Freunde und Gastfamilie

Hier Freunde zu finden ist mir am Anfang entgegen meiner Erwartungen recht schwer gefallen. Mit den anderen Freiwilligen verstehe ich mich zwar echt gut und Neele (unterrichtet seit kurzem Geige), Jannes, Luka, Jannik (ihn kannte ich durch Zufall schon aus München vom gemeinsamen Musik machen; Jannik unterrichtet Schlagzeug) und ich unternehmen oft was zusammen, aber ich wollte natürlich auch einheimische Freunde finden. Doch wegen der kulturellen Unterschiede hat sich das nur langsam entwickelt.

Weibliche ecuadorianische Freunde zu finden ist nämlich echt schwer, weil die jüngeren Mädchen zur Schule gehen und danach der Großteil, der nicht wegzieht um zu studieren, sofort die Position der Hausfrau übernimmt, den ganzen Tag kocht und putzt oder schon Kinder hat.
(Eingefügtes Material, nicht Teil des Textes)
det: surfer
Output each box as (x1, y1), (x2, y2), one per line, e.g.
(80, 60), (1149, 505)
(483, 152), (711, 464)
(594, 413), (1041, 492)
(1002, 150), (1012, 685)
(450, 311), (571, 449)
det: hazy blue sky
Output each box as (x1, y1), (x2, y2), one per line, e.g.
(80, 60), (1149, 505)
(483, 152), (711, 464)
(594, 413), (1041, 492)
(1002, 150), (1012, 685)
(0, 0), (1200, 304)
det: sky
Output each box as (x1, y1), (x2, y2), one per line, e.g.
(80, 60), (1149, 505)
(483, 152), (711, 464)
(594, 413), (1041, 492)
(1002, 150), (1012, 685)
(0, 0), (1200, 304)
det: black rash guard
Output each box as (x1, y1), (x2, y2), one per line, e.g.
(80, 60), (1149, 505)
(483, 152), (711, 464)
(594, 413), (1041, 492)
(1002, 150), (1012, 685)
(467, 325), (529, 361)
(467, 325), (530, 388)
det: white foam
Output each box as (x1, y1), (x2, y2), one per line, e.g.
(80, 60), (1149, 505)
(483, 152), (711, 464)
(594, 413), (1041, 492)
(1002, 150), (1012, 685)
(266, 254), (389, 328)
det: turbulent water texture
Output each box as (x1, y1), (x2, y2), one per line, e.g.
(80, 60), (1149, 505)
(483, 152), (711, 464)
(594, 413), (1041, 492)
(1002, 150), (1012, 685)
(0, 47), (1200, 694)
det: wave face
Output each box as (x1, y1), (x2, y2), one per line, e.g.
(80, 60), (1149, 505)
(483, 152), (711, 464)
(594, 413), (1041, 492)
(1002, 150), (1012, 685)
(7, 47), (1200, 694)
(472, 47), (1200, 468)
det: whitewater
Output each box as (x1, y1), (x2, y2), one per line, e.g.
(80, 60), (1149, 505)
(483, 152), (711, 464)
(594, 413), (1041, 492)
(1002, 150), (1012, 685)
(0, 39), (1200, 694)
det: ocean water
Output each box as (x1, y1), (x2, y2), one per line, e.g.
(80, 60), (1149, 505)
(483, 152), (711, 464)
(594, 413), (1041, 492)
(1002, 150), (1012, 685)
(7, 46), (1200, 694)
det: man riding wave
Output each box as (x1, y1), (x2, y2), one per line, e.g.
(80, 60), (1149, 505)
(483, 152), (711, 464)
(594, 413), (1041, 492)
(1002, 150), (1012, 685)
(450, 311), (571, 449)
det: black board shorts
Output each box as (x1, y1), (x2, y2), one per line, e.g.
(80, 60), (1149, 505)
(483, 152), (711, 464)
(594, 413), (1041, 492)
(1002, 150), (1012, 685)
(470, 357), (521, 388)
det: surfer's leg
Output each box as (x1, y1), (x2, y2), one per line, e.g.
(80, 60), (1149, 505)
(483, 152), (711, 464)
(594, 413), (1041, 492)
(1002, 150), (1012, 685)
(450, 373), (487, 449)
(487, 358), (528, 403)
Die Ecuadorianerinnen hier in Olón halten sich also größtenteils im Haus auf, sportliche Aktivitäten im Freien unternehmen sie selten.
Mittlerweile habe ich ein paar nette Bekanntschaften mit Frauen gemacht, aber das sind eher reisende Ausländerinnen.

Mit Jungs kann man zwar sehr gut Ausflüge unternehmen, Surfen gehen usw. aber man muss aufpassen, dass man nicht in die falsche Schublade geschoben wird. In Ecuador, wie in ganz Lateinamerika, ist der Machismus weit verbreitet und Männer haben keine Scheu davor Frauen anzusprechen, vor allem als Europäerin oder „Weiße“ bekommt man das sehr zu spüren. Am Anfang fand ich das echt unangenehm, mittlerweile fällt es mir kaum noch auf.
Wenn man es aber schafft am Anfang dieses schmale Grat zwischen Freundschaft und Mehr geschickt zu gehen und man dann in der „Freundschaftsschublade“ landet (was bisher immer mein Ziel war), dann kann man wirklich nette Freunde finden. 
Bisher ist mir das bei Christian und Geovanny gelungen, mit denen wir auch in der Gruppe viel unternehmen. Oft treffen wir uns am Strand und zu Ausflügen oder machen Abends ein Lagerfeuer oder Musik.

Ausflug nach Los Frailes
Von links nach rechts: Christian, Neele, Geovanny, Ich, Jannik und Jannes
Jannik, Ich, Jannes und Luka am Strand von Olón
Lagerfeuer bei Christian mit frischen Fisch

Gastfamilie

Mit meiner Gastfamilie verstehe ich mich super. Schon am ersten Tag, als ich mich am Anfang bisschen fremd und alleine gefühlt habe, wurde es viel besser, als am Abend meine Papa Juan nach Hause kann. Mit ihm konnte ich mich irgendwie besser unterhalten und er hat auch immer versucht, mich in Konversationen einzubinden.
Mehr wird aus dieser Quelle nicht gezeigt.